14th February 1997, 12:00am

Share

Education plc gets rich

https://www.tes.com/magazine/archive/education-plc-gets-rich
Big business is capitalising on America’s educational reform movement.

Publicly listed education companies that manage public schools, run private and proprietary schools, publish textbooks and sell educational products and technology report revenues for 1996 of nearly $33 billion (Pounds 53bn).

That is an increase of 53 per cent in two years. And on Wall Street, the education industry last year outperformed the Dow Jones Industrial Average by 142 per cent.

“Education is a huge industry,” said Michael Sandler, chief executive officer of EduVentures, a Boston firm that provides financial consulting services to education companies.

“There are a lot of niche opportunities out there where the private sector can supplement public education.”

The United States spends Pounds 406bn a year on education, EduVentures estimates. And the educational reform movement is encouraging communities to experiment with private management of public schools or try altogether new approaches such as charter schools run independently of local school boards.

About 50 of the nation’s 500 charter schools are privately managed, and the total number of charter schools is expected to quadruple in two years.

“There are certainly some school districts that are very entrepreneurial, and that has created opportunities for us,” said Philip Geiger, president of Education Alternatives, which last month negotiated a Pounds 15m deal to open 12 charter schools in Arizona.

“Charter schools are clearly the wave of the future,” said Dr Geiger, a former public schools superintendent. “It provides choice, it provides public funding and it provides a way people can choose the school their children go to. And companies like Education Alternatives and others will be managing, if not in fact establishing, those schools.”

There is also a growing demand for privately furnished childcare as more mothers re-enter the job market, private language instruction for non-English-speaking immigrants, and private coaching for increasingly important college and graduate school admission tests. And record numbers of children are entering school, dramatically increasing the demand for textbooks and supplies.

“People do see this as an enormous market,” said Carol Ascher, a senior researcher at New York University’s Institute for Education and Social Policy. “It’s billions and billions of dollars that until now has gone to public bureaucrats.
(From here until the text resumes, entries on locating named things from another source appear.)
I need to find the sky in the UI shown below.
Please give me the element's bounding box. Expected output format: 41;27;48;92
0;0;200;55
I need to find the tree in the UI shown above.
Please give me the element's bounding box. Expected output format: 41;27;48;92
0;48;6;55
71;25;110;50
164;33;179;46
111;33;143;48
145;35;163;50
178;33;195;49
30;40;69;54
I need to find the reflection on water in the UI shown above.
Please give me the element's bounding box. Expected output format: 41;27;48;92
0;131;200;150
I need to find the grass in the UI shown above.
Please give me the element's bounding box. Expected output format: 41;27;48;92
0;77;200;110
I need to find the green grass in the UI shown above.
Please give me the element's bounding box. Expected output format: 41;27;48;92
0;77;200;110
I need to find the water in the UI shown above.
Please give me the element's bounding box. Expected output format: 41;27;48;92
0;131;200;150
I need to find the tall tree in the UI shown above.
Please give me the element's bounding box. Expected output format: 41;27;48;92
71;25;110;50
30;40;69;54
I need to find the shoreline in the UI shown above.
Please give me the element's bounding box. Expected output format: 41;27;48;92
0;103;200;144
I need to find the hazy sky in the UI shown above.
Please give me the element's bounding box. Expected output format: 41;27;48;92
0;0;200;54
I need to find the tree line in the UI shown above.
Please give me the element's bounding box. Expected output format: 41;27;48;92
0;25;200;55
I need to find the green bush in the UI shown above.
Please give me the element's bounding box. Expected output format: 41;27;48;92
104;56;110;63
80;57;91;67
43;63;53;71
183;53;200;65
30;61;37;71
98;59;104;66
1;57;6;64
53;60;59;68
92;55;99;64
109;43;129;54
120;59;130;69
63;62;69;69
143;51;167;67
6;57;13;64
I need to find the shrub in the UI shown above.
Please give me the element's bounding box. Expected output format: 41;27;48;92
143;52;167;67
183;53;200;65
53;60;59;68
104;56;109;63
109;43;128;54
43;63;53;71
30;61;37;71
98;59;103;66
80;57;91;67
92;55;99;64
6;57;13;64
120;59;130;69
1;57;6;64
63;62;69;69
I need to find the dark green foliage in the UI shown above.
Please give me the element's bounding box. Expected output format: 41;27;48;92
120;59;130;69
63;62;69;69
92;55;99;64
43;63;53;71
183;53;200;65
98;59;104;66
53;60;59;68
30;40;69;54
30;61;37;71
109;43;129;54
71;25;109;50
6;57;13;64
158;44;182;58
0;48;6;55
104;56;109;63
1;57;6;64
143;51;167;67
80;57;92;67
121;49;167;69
Besides, there’s an enormous ideological movement that sees anything run by government as cumbersome, inefficient and intrusive and business as streamlined, efficient and can-do.”

But Dr Ascher and others, including teachers and some parents, worry about the growing involvement of profit-making companies in public education.

“There are different ways to measure efficiency,” said Heidi Steffens, policy analyst for the National Education Association, a union representing 2. 2 million teachers. “Do they consider efficiency to mean delivering the best education possible or maximising profits?” Educators worry that private companies will teach children only enough to do well on the standardised tests by which their progress is determined.

“This is where money and education coincide,” said Dr Ascher. “If the measure of a company’s success is student test scores, then it’s going to have an enormous incentive to just prime kids for tests. That is not a real education, and that’s the kind of pressure those schools are creating.”

Want to keep reading for free?

Register with Tes and you can read two free articles every month plus you'll have access to our range of award-winning newsletters.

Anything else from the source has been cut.